So said President Kennedy just five days before the Bay of Pigs invasion. But some Americans did participate in that invasion—and the deaths of four U.S. flyers made belated headlines last week.

The case of the four flyers was brought up by Senate Republican Leader Everett Dirksen, who for weeks had been conducting a personal investigation, and now revealed some of the details. Democratic Leader Mike Mansfield confirmed Dirksen's story, said that he had been told of the deaths in a secret briefing at the time. Since Dirksen had dug up the story on his own, Mansfield no longer felt bound to secrecy. "It is known," he said, "that a few experienced American airmen were employed to train Cuban pilots, navigators and radio operators. Several of these Americans volunteered to fly combat missions. Apparently a decision was made to accept their offer. Several planes were attacked, and four of these Americans lost their lives."

The Job. Actually, the story of the four flyers had been told before; a Birmingham newspaper carried an account on May 4, 1961 that was picked up by the Associated Press. It passed almost unnoticed at the time, and it is a mark of the steadily heightening tensions over Cuba that it should have caused a commotion last week.

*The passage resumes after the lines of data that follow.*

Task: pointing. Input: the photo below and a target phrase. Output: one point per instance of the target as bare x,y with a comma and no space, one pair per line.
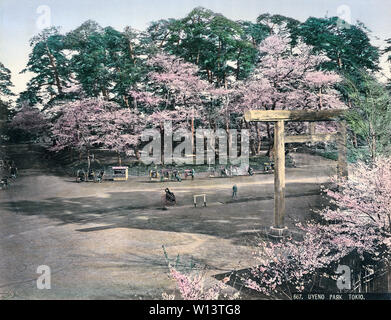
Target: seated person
170,196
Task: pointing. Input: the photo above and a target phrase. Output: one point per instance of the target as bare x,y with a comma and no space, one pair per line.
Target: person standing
234,192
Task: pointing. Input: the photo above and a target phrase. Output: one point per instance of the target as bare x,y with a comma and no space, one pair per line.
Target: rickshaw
170,198
4,183
154,175
189,172
268,167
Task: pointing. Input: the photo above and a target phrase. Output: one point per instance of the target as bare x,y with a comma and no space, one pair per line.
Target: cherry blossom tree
287,78
357,223
93,122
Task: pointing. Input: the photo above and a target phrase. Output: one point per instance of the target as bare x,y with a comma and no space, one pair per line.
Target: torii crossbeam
279,117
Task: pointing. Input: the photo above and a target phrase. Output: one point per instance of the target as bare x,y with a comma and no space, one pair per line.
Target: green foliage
348,46
219,46
5,81
50,65
370,114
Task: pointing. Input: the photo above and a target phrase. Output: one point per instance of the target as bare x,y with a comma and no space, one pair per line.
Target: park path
104,241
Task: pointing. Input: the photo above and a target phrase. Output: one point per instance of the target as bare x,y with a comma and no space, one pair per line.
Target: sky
22,19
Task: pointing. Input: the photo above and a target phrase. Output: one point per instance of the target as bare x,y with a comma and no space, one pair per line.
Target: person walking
234,192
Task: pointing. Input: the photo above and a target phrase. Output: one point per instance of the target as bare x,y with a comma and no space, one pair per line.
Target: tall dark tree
216,44
348,46
50,66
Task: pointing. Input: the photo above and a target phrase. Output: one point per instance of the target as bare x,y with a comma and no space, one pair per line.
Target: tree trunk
88,162
54,67
119,158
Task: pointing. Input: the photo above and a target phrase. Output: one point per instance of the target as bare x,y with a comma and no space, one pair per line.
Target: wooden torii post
279,117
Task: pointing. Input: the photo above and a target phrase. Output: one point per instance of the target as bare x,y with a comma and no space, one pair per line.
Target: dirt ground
104,241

All four flyers were Alabamans, residents of the Birmingham area and onetime employees of the Hayes Aircraft Corp. there. Riley Shamburger, 36, was a major in the Alabama Air National Guard and a World War II veteran, with more than 12,000 flying hours. Thomas Willard Ray, 30, was a former Air Force staff sergeant. Leo Baker, 35, had been an Air Force tech sergeant and a flight engineer for Hayes. Wade Carroll Gray, 38, had been a Hayes test pilot.

The four were approached just after New Year's, 1961, by Miami Attorney Alex E. Carlson, 38, head of a firm known as the Double-Check Corp.—ostensibly an aviation procurement company (the U.S. Central Intelligence Agency last week was busily denying that it had anything to do with it). The Alabamans and at least 14 other recruits were given contracts to go to Central America and train Cuban exiles in flying B-26s. As it turned out, they were to do a job that a lot of U.S. citizens wish many more Americans had been involved in.

"Where Is My Son?" The pay was good. Shamburger, as a pilot, got about $2,100 a month; the others received $1,900. The four Alabamans left their homes in mid-January, telling their families that their mission was secret. In proper cloak-and-dagger style, their mail was sent and received through a general-delivery box in Chicago. Most of them returned to Birmingham only once, for a single day in March. The next month came the invasion. According to Mansfield, the four volunteered to replace exhausted Cuban pilots during the Bay of Pigs struggle, and were killed when their bomber was shot down by Cuban T-33 jets.